Norrköping startup targets hidden drones, Ukraine war sharpens demand, Swedish buyers still unconfirmed
- Dubblett is developing technology to find 'sleeping' drones concealed in terrain before use.
- The company frames the product around lessons from Ukraine, where drone threats now shape logistics and battlefield movement.
- The commercial test is whether Swedish defence and civil-protection buyers place orders, not whether the concept attracts attention.
- The case shows how small Nordic firms are trying to move from software and sensors into urgent military applications.
A startup in Norrköping is trying to solve a problem that barely featured in European defence planning a few years ago: drones hidden in the ground, waiting to be activated. Dagens Industri reports that Dubblett is developing technology meant to detect these "sleeping" drones in terrain, a threat the company links directly to the war in Ukraine.

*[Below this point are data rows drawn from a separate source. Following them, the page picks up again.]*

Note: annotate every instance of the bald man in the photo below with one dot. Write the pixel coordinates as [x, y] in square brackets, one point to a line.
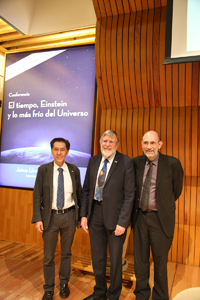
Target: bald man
[159, 180]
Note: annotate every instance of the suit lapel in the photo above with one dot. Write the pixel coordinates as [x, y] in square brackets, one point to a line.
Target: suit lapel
[141, 172]
[50, 175]
[161, 166]
[72, 174]
[114, 165]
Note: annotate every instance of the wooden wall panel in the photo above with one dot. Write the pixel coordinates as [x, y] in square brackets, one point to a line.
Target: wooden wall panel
[178, 127]
[136, 92]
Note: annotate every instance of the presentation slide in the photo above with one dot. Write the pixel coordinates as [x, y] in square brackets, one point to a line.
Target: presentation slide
[47, 94]
[182, 43]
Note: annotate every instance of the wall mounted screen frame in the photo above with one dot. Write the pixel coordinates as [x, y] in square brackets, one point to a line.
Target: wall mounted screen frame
[182, 31]
[47, 94]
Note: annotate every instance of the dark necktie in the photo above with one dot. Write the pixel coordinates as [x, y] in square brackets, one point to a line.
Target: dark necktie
[144, 204]
[60, 190]
[101, 181]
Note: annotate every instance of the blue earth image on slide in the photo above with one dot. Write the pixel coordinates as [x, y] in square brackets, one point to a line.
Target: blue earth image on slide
[39, 156]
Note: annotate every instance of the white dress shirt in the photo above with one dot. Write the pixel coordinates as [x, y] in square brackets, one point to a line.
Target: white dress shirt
[68, 189]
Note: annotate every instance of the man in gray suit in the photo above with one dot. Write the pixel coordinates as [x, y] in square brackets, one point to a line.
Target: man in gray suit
[57, 184]
[159, 182]
[106, 205]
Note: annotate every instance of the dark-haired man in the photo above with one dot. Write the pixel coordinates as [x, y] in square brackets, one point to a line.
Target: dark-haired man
[159, 181]
[56, 199]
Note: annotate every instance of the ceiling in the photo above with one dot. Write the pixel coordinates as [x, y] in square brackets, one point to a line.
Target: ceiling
[44, 26]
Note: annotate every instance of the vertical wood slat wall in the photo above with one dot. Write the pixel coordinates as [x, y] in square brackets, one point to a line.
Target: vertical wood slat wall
[138, 93]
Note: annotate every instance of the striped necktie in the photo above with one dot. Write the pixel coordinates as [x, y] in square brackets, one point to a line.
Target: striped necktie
[101, 181]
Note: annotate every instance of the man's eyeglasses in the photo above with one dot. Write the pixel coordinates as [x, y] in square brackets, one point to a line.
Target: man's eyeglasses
[149, 143]
[108, 142]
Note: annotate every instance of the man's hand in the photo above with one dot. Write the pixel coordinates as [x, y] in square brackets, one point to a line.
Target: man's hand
[39, 226]
[84, 224]
[119, 230]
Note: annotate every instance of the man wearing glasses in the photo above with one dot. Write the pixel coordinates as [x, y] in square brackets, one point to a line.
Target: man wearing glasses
[159, 180]
[106, 205]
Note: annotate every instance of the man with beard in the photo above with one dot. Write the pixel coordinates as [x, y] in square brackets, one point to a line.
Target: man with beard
[106, 206]
[159, 180]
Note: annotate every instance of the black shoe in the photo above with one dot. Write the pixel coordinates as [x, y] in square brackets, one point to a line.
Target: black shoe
[48, 295]
[64, 291]
[94, 297]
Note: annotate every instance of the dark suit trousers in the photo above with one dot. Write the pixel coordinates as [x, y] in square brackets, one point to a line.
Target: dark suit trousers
[65, 225]
[100, 236]
[149, 233]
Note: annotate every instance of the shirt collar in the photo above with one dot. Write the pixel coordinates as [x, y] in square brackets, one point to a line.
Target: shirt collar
[64, 167]
[110, 159]
[154, 161]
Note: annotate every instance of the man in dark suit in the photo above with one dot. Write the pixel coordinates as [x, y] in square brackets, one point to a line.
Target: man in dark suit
[56, 200]
[159, 180]
[106, 206]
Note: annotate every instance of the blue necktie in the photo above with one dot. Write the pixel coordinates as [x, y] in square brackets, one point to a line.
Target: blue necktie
[60, 190]
[101, 181]
[144, 204]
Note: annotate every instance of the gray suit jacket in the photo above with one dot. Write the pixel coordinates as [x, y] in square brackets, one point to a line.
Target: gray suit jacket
[169, 185]
[118, 192]
[43, 192]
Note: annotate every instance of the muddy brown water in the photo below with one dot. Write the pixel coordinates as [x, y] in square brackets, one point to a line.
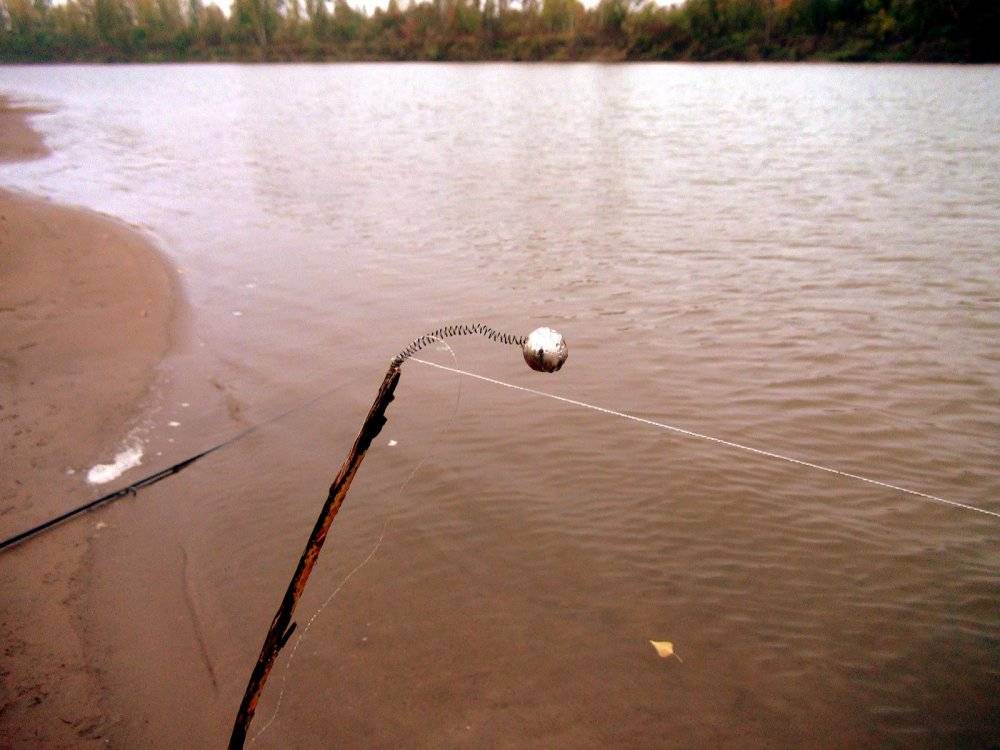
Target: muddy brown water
[802, 259]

The timing is easy to understand. In Ukraine, roads near the front have been covered with nets to shield transport routes from drone attacks, a blunt adaptation to a cheap weapon that keeps forcing expensive changes in movement, logistics and protection. Dubblett is aiming one step earlier in that chain: not shooting drones down once they are airborne, but finding them before launch. If that works outside controlled tests, it addresses a part of the drone problem that interception systems do not solve. A concealed drone that never takes off is cheaper to deal with than one already over a convoy, a depot or a power installation.
That has created room for small firms with sensors, software and a plausible military use case. Sweden has defence primes, but the drone war has also opened a market for narrower companies trying to build one tool for one urgent problem. The question is less whether the threat exists than whether buyers trust a young company to handle it. Detection systems live or die on false positives, range, terrain performance and how quickly an operator can act on the alert. A product that can find metal scraps, birds and abandoned equipment is one thing; a product that can reliably distinguish a hidden drone in forests, fields or roadside cover is another.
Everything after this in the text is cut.